Une dizaine de familles endeuillées, plus d’un millier de sinistrés et de personnes déplacées, des centaines de cases et de maisons d’habitation détruites ou effondrées, un nombre innombrable de toits arrachés, plusieurs arbres déracinés, la quasi-totalité des rues inondées… Le bilan, encore provisoire, est lourd. Trop lourd à porter pour Toamasina et sa population.

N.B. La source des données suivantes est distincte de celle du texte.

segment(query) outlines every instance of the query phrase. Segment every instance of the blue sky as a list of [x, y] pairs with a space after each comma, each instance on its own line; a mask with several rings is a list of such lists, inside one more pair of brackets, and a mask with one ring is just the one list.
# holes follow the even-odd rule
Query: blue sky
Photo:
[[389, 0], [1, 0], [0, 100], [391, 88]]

Test grandeur nature pour la Refondation

Une scène de désolation dans une cité pratiquement en ruines. Le cyclone a tout ravagé sur son passage. Aussi bien dans les quartiers populaires et populeux comme Mangarano et Tanambao Verrerie qu’en centre-ville. Le nouvel homme fort du pays, qui a revêtu pour la circonstance sa tenue de combat, n’a pu que constater les dégâts. Immenses, sinon considérables. Aucun mot n’est assez fort pour qualifier les dommages causés par Gezani, dont l’intensité rappelle celle de Geralda. G comme les générations Z, X et Y qui ont aujourd’hui l’occasion d’apporter leur concours à l’opération de « Fanavaozana » de la première ville portuaire du pays. C’est aussi et surtout un test grandeur nature pour le régime de la Refondation, forcément dépassé par l’ampleur des dégâts qui ne peuvent pas être évalués pour le moment. Quand bien même le régime en place aurait affiché, dans l’enthousiasme de l’accession au pouvoir, sa volonté de s’affranchir de l’aide extérieure, l’appel à la contribution internationale s’avère inévitable. Et ce, compte tenu – au propre comme au figuré – de l’étendue de l’entreprise de réhabilitation, pour ne pas dire de refondation. Même des pays plus nantis ont recours à l’aide internationale en cas de catastrophes naturelles, qui sont de plus en plus fréquentes en raison du changement climatique. Des variations naturelles qui n’épargnent pas la Grande Île, quand bien même elle ne serait pas responsable des émissions de gaz à effet de serre qui sont notamment à l’origine du réchauffement climatique. Mais dont les conséquences risquent de faire monter la température politique, au risque de provoquer la zizanie au lendemain du passage de Gezani.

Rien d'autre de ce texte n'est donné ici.